Do you know what to do if: your tooth has suddenly been knocked out; or a sharp, large, piece of wood has been impaled in your body; suffered severe anaphylactic or allergic reaction; or fell from a high ladder?
Completing a first aid course prepares you to respond in emergency situations. However, even if you have not completed any first aid course, there are simple first aid treatments that everyone can learn. When done quickly and properly, these first aid tips could actually save somebody’s life.
Consider these tips as first aid basics – five things everyone should know, especially if you have no basic knowledge of first aid.
1. Tourniquet for bleeding is a NO-NO.
In case of bleeding, only apply pressure and never attempt to use a tourniquet unless you have received proper training. Improper use of tourniquet could actually destroy the affected limb.
2. Do not attempt to remove impaled foreign object.

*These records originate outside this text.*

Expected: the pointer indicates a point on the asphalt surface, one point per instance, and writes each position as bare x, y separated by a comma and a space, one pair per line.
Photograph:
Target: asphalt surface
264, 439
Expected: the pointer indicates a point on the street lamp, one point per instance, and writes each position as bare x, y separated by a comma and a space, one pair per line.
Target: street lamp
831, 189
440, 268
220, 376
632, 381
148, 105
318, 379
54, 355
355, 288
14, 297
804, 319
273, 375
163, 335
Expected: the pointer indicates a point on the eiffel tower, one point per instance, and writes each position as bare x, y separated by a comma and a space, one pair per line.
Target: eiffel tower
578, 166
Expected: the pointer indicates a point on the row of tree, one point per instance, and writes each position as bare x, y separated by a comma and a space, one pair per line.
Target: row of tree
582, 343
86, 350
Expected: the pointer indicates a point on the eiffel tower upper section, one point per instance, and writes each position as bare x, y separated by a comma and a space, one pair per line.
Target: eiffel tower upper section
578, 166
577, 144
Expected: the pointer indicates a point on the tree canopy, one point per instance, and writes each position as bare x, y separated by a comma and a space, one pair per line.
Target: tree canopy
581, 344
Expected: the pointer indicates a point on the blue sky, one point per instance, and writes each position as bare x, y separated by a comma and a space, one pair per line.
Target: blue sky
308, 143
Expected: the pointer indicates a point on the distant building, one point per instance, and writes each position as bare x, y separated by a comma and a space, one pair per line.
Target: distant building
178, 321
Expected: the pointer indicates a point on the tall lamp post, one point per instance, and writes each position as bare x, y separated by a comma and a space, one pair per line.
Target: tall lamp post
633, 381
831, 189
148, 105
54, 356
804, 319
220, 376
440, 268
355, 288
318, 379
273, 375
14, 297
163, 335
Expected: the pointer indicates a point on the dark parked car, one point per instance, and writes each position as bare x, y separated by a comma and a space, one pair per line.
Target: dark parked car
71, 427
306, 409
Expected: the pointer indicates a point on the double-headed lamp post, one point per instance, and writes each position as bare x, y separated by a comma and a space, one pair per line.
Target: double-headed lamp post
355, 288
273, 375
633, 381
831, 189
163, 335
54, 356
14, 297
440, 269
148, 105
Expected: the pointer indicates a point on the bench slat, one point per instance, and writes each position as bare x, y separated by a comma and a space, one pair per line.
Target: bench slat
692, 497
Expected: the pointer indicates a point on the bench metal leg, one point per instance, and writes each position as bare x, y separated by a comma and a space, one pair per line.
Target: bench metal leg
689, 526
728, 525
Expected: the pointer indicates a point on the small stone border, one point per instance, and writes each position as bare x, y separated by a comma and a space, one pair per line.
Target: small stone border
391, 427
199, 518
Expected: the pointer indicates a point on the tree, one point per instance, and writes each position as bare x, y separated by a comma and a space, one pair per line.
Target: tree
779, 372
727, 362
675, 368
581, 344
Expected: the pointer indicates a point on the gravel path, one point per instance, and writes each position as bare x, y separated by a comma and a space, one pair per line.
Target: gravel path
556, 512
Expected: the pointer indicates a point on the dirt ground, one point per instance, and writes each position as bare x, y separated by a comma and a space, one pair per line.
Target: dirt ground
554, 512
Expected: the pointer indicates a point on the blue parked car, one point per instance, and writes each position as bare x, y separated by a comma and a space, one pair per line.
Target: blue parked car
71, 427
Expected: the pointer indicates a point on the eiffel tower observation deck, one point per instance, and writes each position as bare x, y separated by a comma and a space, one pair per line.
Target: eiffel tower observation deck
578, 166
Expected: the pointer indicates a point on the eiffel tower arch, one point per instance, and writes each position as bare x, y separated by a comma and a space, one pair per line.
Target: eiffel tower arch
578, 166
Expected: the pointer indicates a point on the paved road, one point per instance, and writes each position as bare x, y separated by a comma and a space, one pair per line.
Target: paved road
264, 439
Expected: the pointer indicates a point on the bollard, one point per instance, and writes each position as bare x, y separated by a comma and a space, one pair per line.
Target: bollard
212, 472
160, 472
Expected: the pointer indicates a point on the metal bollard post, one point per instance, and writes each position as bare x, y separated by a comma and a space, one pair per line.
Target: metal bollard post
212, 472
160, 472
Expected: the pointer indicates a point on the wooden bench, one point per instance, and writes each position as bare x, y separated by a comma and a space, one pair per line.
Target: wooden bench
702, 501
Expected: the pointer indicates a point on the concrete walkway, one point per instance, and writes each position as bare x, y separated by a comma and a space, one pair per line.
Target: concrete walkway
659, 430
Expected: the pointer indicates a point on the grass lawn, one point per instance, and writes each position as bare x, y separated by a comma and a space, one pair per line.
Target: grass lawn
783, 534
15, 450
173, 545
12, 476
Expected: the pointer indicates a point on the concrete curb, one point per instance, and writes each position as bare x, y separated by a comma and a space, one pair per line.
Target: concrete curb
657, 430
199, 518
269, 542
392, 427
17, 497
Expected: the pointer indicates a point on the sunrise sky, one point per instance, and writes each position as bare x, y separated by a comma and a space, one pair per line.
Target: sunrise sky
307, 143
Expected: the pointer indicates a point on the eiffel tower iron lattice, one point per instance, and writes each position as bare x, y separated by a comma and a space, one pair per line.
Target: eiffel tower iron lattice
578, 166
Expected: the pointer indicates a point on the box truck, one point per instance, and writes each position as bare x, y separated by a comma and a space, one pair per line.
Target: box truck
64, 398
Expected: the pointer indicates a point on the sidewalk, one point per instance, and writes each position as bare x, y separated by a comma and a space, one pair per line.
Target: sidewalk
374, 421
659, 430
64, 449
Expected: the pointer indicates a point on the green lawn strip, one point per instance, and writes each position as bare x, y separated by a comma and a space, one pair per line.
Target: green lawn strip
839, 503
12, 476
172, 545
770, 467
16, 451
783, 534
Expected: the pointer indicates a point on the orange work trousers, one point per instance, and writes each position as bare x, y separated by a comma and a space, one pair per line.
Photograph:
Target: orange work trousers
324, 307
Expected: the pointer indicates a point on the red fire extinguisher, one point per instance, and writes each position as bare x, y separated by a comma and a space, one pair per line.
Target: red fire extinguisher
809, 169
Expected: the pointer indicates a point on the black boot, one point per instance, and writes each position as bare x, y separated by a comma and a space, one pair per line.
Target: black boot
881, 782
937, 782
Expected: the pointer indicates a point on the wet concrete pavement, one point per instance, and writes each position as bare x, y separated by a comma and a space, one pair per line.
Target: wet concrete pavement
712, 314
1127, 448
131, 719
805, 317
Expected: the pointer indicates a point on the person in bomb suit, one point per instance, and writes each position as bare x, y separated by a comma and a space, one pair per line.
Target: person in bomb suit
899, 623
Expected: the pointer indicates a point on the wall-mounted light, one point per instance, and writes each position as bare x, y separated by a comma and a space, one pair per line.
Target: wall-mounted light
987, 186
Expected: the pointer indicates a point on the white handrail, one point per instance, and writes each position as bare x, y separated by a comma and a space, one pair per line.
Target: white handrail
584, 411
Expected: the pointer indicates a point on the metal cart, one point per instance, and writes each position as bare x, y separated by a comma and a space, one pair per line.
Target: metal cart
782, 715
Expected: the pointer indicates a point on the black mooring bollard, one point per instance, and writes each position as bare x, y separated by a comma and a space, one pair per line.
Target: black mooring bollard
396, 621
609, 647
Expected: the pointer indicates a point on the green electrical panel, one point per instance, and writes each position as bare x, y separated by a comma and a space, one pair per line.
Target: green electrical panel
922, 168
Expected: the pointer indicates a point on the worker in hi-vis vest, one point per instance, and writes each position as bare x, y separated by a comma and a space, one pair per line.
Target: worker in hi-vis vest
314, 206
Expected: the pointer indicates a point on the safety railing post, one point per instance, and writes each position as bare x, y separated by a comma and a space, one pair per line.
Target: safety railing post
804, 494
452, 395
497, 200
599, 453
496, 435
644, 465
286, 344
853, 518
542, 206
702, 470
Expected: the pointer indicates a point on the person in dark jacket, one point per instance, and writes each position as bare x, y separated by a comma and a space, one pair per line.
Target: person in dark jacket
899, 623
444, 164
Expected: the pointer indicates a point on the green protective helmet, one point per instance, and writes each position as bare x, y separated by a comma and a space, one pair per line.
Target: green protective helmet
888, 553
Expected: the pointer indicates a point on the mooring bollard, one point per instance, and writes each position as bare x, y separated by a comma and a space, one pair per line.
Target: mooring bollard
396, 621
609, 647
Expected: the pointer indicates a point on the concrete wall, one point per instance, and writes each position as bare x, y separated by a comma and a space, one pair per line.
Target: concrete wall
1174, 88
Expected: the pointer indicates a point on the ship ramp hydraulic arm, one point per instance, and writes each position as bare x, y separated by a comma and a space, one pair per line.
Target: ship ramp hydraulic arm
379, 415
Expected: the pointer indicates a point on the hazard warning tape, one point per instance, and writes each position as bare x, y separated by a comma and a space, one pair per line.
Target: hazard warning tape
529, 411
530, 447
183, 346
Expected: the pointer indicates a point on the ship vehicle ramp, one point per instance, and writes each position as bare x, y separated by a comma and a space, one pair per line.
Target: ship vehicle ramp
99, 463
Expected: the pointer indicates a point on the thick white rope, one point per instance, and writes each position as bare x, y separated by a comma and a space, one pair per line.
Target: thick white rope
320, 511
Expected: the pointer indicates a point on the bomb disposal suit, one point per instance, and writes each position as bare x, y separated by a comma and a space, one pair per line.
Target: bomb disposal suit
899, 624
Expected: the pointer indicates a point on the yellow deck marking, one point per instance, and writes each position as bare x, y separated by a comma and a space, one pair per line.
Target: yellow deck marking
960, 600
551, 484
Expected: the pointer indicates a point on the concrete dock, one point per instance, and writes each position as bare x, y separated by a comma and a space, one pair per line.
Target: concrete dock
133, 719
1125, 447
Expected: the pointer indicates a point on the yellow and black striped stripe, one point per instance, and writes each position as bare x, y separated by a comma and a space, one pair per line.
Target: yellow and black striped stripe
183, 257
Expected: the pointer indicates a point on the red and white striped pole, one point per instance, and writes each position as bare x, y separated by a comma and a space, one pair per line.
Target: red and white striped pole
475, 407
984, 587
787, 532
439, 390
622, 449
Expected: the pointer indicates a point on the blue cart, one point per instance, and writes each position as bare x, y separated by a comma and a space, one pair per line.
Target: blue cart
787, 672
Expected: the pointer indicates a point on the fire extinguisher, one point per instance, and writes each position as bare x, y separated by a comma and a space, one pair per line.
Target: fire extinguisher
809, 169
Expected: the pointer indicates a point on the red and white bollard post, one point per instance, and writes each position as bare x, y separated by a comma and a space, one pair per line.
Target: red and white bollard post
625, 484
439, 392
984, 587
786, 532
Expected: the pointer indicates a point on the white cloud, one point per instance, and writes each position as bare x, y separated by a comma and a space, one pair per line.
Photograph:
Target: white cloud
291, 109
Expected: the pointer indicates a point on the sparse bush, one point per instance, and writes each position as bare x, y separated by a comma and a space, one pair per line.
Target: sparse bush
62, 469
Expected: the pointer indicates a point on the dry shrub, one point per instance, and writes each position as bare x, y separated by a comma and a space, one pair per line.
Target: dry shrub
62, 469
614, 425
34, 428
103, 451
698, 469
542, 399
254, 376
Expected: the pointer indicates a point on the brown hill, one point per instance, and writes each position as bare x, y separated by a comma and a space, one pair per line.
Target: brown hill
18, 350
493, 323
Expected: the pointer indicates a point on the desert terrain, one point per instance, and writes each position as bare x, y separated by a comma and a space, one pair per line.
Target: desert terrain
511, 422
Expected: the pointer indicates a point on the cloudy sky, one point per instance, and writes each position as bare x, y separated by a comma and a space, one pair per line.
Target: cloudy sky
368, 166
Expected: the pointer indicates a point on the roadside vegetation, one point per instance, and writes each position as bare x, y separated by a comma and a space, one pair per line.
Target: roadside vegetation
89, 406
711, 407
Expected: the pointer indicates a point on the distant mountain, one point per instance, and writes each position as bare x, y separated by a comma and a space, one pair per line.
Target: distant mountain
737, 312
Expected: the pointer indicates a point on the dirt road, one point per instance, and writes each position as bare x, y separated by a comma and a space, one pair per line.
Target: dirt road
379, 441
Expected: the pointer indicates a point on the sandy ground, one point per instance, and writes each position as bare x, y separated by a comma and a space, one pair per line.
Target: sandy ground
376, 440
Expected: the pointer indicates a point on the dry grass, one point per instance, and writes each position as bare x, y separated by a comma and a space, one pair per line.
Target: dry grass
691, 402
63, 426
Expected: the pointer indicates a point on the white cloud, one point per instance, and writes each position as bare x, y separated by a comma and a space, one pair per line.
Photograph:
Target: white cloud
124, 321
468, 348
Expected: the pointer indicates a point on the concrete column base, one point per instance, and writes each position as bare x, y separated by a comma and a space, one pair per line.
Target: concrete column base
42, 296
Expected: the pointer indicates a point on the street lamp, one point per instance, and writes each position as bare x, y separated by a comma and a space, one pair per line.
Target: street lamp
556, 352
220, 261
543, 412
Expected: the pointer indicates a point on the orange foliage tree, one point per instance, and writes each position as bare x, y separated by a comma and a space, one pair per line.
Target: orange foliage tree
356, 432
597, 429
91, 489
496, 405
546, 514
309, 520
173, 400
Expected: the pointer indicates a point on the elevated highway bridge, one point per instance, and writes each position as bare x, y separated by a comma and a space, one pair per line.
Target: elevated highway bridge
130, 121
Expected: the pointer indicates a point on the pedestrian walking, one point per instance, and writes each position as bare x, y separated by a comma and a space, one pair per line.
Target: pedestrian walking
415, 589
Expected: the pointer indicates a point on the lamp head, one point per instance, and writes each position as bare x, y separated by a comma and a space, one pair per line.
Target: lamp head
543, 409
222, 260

Impalement of objects on body parts is actually very common. They can happen to very young children as much as in very old adults. This is especially true after storms when debris become impalement hazard. Punctures are the fourth leading causes of emergency room visits, just falling behind falls, car accidents and blunt injuries.
In case of impalement, the doctors recommend leaving the object in place and calling 911, unless the impaled object is small. Pulling or releasing the injuring object may cause veins or arteries to rupture and bleed profusely. If not treated immediately, the bleeding can cost the life of the victim.
3. Epinephrine auto-injector for severe allergic reaction.
People who have previous history of severe anaphylactic reaction or allergy often have a standby epinephrine auto-injector or epinephrine pen. If you someone develops allergic reaction, make sure to ask if he or she has an epinephrine pen. When people are in an emergency situation, they can become panicked and lose concentration, often forgetting their emergency medications.
Auto-injectors are specifically designed for emergency treatment. You can use it even if you don’t have any prior training. Give a shot of epinephrine and, of course, call 911.
4. Never move a person who fell from a high place.
In any fall accident, spinal cord injuries are always a possibility, therefore, you should not move the victim unless there is clear danger. In most cases, moving a victim with underlying spinal cord injury can only cause further harm. If you need to move the victim, make sure you do a log roll so that the entire body (from head to legs) moves as one unit.
5. Don’t clean or wash a knocked-out or fallen tooth.
Cleaning the tooth can damage important structures of the tooth such as ligament and nerves. Instead of cleaning the tooth, place it in a glass of milk and visit the nearest emergency room immediately. Avoid touching the base of the tooth and make sure your hands are clean before handling the tooth.